In the event, aforesaid sectors/industries fall short in compliances or breach any provision of the Act, they would be liable to suffer a monetary penalty which may be up to INR 250,00,00,000 (Indian Rupee two hundred fifty crore).
CONCLUSION
Although, the DPDP Rules will greatly increase the efficiency and implementation of the Act, there are certain issues that are not covered by the DPDP Rules and remain ambiguous:
i. There is no specified time period within which intimation of the personal data breach is to be given to the data principal who has been affected. This creates an opportunity for data fiduciaries to set their own arbitrary timelines.
ii. Rule 4 provides that data principals who have given consent for collection and processing of their data before the commencement of the Act shall also be provided with a notice as soon as it is reasonably practicable. The words ‘as it is reasonably practicable’ do not provide clarity and the statement appears contentious.

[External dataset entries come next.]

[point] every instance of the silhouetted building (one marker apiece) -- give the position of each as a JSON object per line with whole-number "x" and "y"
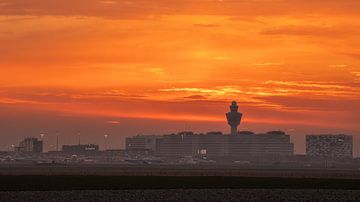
{"x": 78, "y": 149}
{"x": 218, "y": 145}
{"x": 30, "y": 145}
{"x": 331, "y": 146}
{"x": 141, "y": 142}
{"x": 234, "y": 117}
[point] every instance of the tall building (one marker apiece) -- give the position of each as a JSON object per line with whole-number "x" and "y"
{"x": 331, "y": 146}
{"x": 31, "y": 145}
{"x": 233, "y": 118}
{"x": 216, "y": 144}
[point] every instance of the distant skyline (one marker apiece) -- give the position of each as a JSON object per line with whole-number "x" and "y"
{"x": 128, "y": 67}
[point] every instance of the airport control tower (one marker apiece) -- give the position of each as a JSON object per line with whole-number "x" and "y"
{"x": 234, "y": 117}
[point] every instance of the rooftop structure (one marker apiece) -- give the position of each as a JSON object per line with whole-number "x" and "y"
{"x": 233, "y": 118}
{"x": 329, "y": 146}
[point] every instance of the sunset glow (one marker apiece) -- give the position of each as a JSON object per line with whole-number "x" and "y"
{"x": 294, "y": 64}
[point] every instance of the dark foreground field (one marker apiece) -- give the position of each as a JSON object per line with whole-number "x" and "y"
{"x": 84, "y": 182}
{"x": 276, "y": 195}
{"x": 154, "y": 183}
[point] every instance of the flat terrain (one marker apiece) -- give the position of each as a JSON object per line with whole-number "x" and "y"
{"x": 96, "y": 182}
{"x": 177, "y": 170}
{"x": 275, "y": 195}
{"x": 175, "y": 183}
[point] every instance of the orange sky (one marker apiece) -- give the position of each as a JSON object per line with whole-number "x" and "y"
{"x": 291, "y": 64}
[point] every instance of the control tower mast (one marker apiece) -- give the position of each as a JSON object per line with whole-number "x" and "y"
{"x": 234, "y": 117}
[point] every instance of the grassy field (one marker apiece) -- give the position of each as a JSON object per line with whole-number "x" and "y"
{"x": 83, "y": 182}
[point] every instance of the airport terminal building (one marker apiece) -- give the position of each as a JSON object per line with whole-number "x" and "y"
{"x": 329, "y": 146}
{"x": 216, "y": 144}
{"x": 245, "y": 144}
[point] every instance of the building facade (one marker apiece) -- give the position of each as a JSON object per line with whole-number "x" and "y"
{"x": 141, "y": 142}
{"x": 79, "y": 149}
{"x": 219, "y": 145}
{"x": 31, "y": 145}
{"x": 330, "y": 146}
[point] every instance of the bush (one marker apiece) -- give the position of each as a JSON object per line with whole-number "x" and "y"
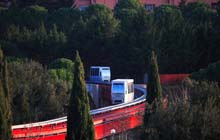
{"x": 211, "y": 73}
{"x": 193, "y": 118}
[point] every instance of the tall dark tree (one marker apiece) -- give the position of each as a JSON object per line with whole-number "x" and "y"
{"x": 79, "y": 121}
{"x": 154, "y": 90}
{"x": 5, "y": 108}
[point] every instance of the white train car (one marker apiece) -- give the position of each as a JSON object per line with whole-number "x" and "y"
{"x": 122, "y": 91}
{"x": 100, "y": 74}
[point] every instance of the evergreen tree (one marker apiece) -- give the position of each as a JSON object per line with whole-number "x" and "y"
{"x": 154, "y": 90}
{"x": 5, "y": 108}
{"x": 79, "y": 121}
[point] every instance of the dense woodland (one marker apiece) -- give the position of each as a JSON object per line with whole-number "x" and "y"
{"x": 40, "y": 43}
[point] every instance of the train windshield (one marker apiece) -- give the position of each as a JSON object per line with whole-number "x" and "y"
{"x": 105, "y": 72}
{"x": 118, "y": 88}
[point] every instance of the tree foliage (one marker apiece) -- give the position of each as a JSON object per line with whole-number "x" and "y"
{"x": 154, "y": 90}
{"x": 79, "y": 120}
{"x": 5, "y": 107}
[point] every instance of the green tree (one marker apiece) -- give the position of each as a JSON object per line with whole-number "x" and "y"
{"x": 5, "y": 108}
{"x": 132, "y": 38}
{"x": 79, "y": 120}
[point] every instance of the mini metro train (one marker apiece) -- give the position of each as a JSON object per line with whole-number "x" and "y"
{"x": 122, "y": 90}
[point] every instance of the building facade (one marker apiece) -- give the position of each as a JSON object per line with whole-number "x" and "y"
{"x": 149, "y": 4}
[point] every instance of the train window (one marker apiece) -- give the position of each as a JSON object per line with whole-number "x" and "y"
{"x": 95, "y": 72}
{"x": 118, "y": 87}
{"x": 130, "y": 87}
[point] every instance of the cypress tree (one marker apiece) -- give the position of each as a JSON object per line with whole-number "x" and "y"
{"x": 154, "y": 90}
{"x": 5, "y": 108}
{"x": 79, "y": 121}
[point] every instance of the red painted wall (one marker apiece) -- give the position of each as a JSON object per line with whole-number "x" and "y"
{"x": 112, "y": 3}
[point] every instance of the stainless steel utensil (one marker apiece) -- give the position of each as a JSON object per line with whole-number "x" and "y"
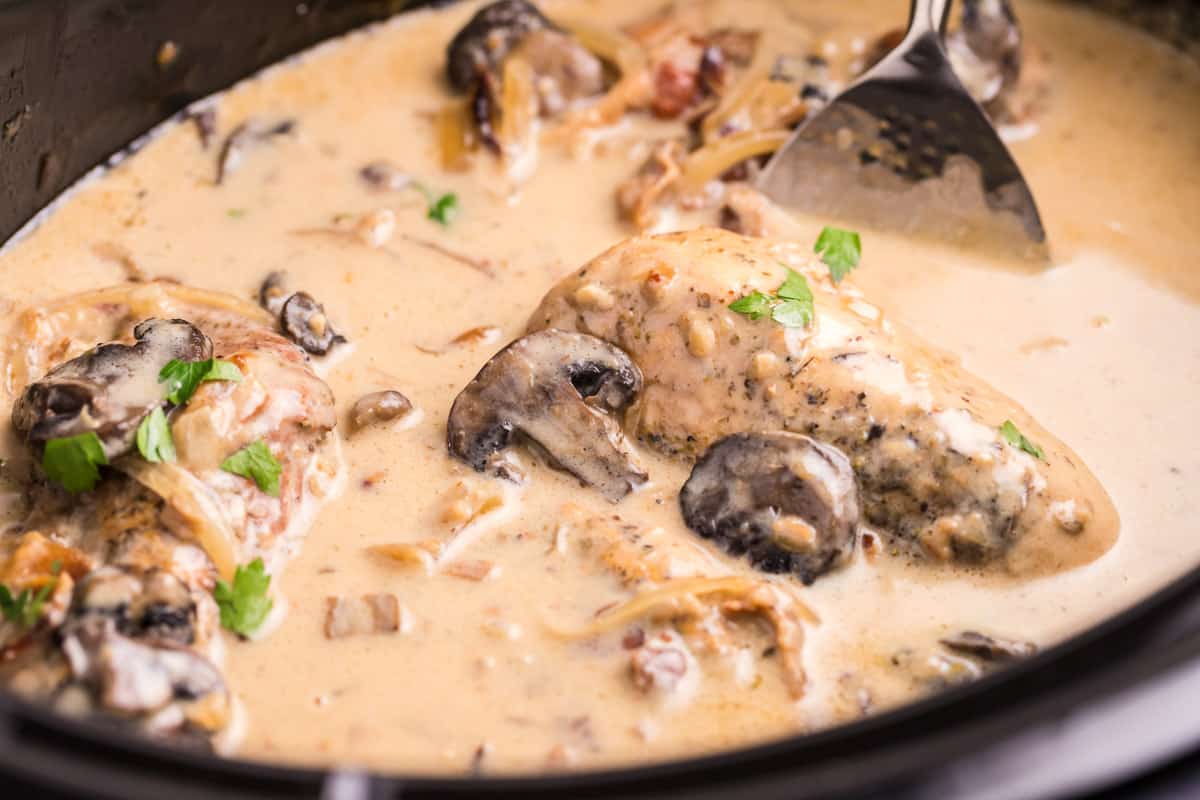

iii. The Rules, inter alia, provide for the transfer to any country or territory outside India of personal data processed by a Data Fiduciary is subject to the restriction that the Data Fiduciary shall meet such requirements as the Central Government may, by general or special order, specify in respect of making such personal data available to any foreign State, or to any person or entity under the control of or any agency of such a State. However, as the draft Rules stand today, this provision does not clearly specify the circumstances under which personal data may be transferred outside India. Such transfer can have effect of laws of another country being applicable to the personal data processed in India or outside the territory of India in connection with any activity related to offering goods or services to Data Principals in India, therefore the transfer needs to be regulated.

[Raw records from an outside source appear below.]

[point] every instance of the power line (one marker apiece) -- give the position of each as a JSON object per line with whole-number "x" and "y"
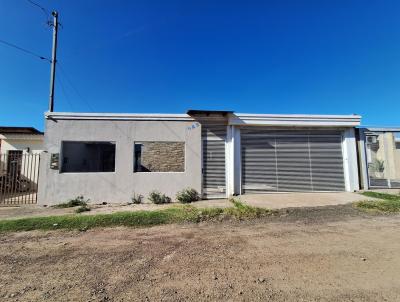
{"x": 44, "y": 10}
{"x": 24, "y": 50}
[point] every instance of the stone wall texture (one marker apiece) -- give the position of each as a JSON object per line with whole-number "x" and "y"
{"x": 163, "y": 156}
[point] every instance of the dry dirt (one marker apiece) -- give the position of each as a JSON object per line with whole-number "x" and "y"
{"x": 325, "y": 254}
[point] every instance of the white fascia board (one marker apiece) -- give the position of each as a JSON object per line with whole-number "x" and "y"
{"x": 299, "y": 120}
{"x": 118, "y": 116}
{"x": 36, "y": 137}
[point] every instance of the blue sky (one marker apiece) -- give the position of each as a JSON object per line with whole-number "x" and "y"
{"x": 317, "y": 57}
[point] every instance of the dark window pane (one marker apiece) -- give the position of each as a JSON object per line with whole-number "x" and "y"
{"x": 88, "y": 157}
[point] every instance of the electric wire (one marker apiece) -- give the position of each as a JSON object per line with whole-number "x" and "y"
{"x": 24, "y": 50}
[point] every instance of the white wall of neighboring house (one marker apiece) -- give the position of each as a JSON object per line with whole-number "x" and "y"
{"x": 33, "y": 143}
{"x": 30, "y": 145}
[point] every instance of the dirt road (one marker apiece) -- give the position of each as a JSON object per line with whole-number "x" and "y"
{"x": 306, "y": 257}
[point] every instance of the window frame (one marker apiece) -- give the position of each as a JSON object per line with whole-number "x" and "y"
{"x": 61, "y": 157}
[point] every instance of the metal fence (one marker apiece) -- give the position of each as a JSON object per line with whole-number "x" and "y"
{"x": 19, "y": 177}
{"x": 383, "y": 159}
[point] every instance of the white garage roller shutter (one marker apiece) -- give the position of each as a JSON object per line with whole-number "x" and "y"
{"x": 214, "y": 179}
{"x": 288, "y": 161}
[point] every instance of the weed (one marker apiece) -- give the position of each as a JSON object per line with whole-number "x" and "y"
{"x": 78, "y": 201}
{"x": 173, "y": 214}
{"x": 389, "y": 203}
{"x": 187, "y": 195}
{"x": 81, "y": 209}
{"x": 158, "y": 198}
{"x": 137, "y": 199}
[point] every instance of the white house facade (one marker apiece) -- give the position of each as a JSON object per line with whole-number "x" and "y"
{"x": 111, "y": 157}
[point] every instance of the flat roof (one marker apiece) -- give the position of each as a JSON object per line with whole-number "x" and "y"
{"x": 208, "y": 112}
{"x": 19, "y": 130}
{"x": 238, "y": 119}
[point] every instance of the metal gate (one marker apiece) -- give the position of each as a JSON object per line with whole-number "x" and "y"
{"x": 287, "y": 161}
{"x": 383, "y": 158}
{"x": 19, "y": 176}
{"x": 214, "y": 179}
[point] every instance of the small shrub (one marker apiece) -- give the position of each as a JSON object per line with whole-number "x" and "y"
{"x": 81, "y": 209}
{"x": 187, "y": 195}
{"x": 78, "y": 201}
{"x": 137, "y": 199}
{"x": 158, "y": 198}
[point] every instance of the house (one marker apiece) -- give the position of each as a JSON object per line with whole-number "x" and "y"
{"x": 380, "y": 157}
{"x": 22, "y": 139}
{"x": 111, "y": 157}
{"x": 20, "y": 149}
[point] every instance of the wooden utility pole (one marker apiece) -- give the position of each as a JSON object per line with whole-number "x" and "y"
{"x": 53, "y": 60}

iv. There is lack of clarity on the scope of a DPIA nor the procedure to be adopted for conducting a DPIA, including timelines and qualifications for the person supervising or conducting such DPIA. Unlike DPDP Act, GDPR explains and defines DPIA as a part of the “protection by design” principle. It mandates that organisations should conduct a DPIA when they carry out data processing activities that are likely to result in a high risk to the rights and freedoms of individuals, particularly in cases where systematic and extensive profiling occurs, when there is processing of special categories of data (e.g., health, racial, or genetic data), when new technologies or large-scale data processing are involved that may impact privacy. Perhaps similar principles can be adopted and applied to DPIAs under the Act and Rules.
v. The Act and the Rules shall be effective mainly for organised sectors, wherein the personal data which is proposed to be processed is collated as per the provisions embodied under the Act and Rules. However, for the personal data that is collated in unorganised sector e.g. real estate brokers or the personal data that is misused by the employees/ agents of person collating the data (eg. misuse of the pan card/aadhar card collected by the employees/distributors/sellers of sim card of mobile connectivity provider), there is no mechanism which can protect the identity/interest of the Data Principal. In addition to the Act, the government also needs to streamline the implementation of the applicable criminal laws to control the onslaught of identity theft and online frauds that originate from the theft of the personal data or information.
vi. The Data Fiduciary should be responsible for ensuring that no data collated by it is misused by its employees or agents. For this purpose, there can be internal checks formulated by the Data Fiduciary, which can prevent/detect such misuse or leakage of the personal data. There can be a compliance officer or auditor appointed specifically to ensure that there is no such misuse.
The Rules do provide certain clarity in the implementation and operationalization of the Act as well as with regard to the direction in which data protection ecosystem is expected to evolve. While international precedents have been looked at, there may be a need for expanding the scope of the Act and Rules to cover the larger informal sector and others not explicitly covered as of now.